What is surprising, however, is that when you think about it, the oil spill is outside the traditional domain of corporate governance. This isn’t a problem with accounting, auditing, reporting or other conventional facets of governance. There’s always the chance the recently opened criminal investigation into the BP disaster (see "DOJ launches investigation into the gulf oil disaster") will turn up some smoking gun memo that demonstrates a governance failure led to the calamity, but we don’t know that now, and probably won’t for years. So why is BP the governance poster child du jour?
In the governance landscape these days it’s easier to see the background than the foreground. Everyone understands the forces affecting corporate governance, but their impact is less distinct.

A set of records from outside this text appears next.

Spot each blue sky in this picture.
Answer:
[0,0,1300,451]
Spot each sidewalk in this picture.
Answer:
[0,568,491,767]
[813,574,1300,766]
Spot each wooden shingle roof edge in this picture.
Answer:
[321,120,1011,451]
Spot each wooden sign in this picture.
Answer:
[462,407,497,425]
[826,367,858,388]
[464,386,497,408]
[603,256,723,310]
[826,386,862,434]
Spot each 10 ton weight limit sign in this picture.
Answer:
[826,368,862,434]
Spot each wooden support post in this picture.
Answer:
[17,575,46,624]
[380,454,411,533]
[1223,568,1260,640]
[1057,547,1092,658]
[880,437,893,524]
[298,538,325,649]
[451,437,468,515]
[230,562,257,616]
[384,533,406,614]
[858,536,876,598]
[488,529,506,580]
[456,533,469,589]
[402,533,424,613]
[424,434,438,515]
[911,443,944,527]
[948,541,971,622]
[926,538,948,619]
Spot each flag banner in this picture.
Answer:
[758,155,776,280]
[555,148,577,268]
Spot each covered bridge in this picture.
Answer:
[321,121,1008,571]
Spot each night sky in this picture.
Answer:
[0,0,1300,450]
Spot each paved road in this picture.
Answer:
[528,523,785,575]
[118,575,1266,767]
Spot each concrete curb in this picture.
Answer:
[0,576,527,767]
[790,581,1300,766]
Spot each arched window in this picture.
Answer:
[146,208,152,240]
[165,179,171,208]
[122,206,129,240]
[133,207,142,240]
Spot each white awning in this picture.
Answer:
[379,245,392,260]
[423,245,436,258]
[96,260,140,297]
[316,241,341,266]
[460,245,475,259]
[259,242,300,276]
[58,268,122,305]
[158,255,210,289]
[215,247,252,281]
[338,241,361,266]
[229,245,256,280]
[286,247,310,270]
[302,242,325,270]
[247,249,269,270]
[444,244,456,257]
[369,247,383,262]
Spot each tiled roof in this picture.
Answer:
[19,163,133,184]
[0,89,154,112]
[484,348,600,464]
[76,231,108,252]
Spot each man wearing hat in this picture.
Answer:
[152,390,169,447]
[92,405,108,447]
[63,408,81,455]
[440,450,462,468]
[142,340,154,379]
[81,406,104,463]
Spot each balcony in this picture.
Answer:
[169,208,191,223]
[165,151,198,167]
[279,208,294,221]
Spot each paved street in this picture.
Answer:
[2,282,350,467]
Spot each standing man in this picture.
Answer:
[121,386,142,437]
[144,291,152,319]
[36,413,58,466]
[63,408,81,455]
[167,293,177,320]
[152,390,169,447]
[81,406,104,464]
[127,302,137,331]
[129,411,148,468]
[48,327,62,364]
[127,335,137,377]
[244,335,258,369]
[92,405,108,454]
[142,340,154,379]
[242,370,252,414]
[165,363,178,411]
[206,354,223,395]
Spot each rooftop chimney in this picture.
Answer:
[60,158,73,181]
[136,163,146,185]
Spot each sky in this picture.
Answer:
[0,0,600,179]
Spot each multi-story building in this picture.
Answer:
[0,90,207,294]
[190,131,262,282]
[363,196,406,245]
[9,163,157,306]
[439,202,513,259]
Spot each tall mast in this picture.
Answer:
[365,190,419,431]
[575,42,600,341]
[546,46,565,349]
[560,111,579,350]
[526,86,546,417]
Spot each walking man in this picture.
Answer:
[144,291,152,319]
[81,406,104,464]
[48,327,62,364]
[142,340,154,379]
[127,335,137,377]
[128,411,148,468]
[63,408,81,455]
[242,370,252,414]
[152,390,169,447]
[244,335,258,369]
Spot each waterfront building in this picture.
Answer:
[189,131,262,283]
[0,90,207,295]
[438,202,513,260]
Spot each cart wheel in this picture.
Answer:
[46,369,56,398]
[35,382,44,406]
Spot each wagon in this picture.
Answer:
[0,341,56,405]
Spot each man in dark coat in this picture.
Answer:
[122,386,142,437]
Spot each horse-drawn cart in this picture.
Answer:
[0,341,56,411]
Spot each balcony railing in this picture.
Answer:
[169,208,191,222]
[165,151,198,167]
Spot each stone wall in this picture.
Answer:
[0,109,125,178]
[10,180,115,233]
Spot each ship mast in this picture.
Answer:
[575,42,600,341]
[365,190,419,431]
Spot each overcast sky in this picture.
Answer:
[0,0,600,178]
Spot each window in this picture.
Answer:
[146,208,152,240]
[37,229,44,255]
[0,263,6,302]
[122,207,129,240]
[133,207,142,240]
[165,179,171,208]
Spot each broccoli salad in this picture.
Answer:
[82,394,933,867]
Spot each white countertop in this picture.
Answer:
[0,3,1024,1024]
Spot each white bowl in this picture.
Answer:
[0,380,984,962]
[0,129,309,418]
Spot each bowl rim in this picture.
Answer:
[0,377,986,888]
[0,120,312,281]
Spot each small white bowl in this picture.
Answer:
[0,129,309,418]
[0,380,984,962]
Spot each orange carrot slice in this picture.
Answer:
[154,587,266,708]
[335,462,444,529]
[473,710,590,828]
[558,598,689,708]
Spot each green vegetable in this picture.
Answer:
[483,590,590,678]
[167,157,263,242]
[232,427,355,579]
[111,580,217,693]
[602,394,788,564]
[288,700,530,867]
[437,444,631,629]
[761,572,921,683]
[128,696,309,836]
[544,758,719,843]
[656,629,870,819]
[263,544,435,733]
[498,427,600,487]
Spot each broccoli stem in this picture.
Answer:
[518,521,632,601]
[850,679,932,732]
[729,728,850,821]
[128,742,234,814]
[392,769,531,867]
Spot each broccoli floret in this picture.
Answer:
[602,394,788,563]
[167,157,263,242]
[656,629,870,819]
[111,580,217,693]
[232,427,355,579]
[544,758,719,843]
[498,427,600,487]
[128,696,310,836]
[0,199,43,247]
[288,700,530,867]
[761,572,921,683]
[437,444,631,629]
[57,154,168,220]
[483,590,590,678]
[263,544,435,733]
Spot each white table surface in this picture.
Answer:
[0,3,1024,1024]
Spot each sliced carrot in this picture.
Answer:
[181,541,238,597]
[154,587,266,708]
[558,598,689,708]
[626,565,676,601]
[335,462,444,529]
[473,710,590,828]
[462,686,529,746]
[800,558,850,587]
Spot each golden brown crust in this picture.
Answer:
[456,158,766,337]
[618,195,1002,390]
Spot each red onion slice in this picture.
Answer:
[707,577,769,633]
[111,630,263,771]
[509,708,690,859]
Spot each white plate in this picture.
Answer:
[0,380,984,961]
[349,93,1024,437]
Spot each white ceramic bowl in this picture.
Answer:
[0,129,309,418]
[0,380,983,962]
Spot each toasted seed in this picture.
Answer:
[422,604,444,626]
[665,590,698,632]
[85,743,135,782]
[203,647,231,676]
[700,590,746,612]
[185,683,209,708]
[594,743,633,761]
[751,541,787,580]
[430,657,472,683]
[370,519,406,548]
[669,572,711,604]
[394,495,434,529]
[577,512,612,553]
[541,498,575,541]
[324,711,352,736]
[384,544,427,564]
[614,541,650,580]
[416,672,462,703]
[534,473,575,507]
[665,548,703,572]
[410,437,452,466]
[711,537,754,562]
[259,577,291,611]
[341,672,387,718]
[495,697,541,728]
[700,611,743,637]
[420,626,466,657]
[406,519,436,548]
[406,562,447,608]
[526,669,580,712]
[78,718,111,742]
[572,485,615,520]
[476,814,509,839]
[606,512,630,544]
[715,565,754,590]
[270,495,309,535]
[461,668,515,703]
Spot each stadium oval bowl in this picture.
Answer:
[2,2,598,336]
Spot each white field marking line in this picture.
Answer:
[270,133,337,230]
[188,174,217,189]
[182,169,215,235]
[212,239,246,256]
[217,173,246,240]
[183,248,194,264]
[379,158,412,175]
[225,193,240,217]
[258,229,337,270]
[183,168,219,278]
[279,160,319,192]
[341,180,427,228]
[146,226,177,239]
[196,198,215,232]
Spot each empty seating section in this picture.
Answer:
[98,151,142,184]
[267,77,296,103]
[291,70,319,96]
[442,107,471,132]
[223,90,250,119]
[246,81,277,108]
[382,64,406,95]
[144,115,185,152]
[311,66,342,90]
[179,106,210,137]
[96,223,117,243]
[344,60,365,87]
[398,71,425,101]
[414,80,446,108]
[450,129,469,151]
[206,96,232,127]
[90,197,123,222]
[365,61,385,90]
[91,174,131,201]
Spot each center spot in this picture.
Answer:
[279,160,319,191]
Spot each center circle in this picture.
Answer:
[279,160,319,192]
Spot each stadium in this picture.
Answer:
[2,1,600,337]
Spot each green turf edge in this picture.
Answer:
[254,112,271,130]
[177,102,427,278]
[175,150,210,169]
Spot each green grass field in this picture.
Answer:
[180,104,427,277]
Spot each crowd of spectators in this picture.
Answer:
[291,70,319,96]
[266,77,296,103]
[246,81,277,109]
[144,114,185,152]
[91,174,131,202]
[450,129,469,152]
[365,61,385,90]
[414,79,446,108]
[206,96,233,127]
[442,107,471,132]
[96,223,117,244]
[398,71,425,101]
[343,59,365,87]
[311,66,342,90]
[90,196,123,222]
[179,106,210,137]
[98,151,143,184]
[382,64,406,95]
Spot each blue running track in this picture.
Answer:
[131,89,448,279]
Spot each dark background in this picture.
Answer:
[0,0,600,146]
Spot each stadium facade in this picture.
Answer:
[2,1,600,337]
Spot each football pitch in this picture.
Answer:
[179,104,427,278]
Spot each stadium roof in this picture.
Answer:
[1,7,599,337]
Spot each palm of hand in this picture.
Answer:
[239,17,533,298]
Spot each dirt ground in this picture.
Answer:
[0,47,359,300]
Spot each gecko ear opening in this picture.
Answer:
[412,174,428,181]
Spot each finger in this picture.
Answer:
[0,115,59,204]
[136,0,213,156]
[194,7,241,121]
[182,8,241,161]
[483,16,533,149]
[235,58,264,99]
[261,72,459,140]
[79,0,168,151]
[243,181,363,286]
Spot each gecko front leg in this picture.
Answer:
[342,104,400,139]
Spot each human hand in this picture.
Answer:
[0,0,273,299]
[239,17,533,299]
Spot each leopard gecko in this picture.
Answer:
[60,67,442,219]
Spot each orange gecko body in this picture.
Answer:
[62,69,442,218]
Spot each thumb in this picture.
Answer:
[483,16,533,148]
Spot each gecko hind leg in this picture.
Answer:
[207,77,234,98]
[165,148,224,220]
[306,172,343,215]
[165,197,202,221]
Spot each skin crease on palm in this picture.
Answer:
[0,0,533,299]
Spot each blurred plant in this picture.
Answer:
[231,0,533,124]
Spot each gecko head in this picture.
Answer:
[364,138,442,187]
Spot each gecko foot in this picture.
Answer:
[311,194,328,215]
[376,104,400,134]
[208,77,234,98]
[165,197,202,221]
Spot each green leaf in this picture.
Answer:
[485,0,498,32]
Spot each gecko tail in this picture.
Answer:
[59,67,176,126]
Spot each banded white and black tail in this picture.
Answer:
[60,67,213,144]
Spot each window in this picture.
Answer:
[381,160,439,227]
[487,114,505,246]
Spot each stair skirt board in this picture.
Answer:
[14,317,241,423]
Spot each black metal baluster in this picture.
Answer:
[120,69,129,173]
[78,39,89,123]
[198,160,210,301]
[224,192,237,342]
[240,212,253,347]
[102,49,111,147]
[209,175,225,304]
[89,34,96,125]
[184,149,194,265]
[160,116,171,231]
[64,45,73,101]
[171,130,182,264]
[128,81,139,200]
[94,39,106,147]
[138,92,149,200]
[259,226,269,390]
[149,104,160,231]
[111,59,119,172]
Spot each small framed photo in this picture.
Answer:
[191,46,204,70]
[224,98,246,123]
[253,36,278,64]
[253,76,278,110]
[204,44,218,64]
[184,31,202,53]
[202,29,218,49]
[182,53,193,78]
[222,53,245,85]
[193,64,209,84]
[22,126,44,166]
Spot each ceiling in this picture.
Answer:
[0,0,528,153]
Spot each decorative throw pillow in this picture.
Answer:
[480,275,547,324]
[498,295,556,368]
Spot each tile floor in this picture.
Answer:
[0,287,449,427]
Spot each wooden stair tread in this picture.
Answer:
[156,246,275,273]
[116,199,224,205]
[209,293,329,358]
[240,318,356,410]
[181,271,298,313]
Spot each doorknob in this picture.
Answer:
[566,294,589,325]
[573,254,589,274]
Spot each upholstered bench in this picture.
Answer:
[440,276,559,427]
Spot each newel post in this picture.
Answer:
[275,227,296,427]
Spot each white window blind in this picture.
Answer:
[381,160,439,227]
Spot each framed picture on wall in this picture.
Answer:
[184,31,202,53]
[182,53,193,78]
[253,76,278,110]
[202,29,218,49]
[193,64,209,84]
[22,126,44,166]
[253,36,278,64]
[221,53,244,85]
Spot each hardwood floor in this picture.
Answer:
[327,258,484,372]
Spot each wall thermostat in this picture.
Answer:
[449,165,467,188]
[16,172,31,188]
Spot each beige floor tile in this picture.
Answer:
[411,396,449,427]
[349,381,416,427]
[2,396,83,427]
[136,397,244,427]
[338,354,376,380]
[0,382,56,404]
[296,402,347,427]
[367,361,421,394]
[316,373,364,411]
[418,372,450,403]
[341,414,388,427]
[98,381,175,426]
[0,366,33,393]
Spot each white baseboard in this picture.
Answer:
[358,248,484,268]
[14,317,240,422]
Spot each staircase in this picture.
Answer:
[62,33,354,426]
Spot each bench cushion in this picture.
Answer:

There is a chicken-and-egg question as to whether the increased media scrutiny of corporations is a result of egregious corporate behavior, or increased reports of egregious corporate behavior are a result of intensified media scrutiny. Either way, the public’s demand for accountability has never been higher, and that pressure inevitably is expressed politically.
Embedded in every question of the right process and structure to adopt are questions of how well each party is equipped to manage risk.
Traditionally, general counsel have had a lot of responsibilities in corporate governance but not a lot of authority. As the gatekeepers, the compliance gurus and reporting requirement experts, GCs were there to answer specific questions, advise the board on discrete matters and basically keep companies on the right side of the law.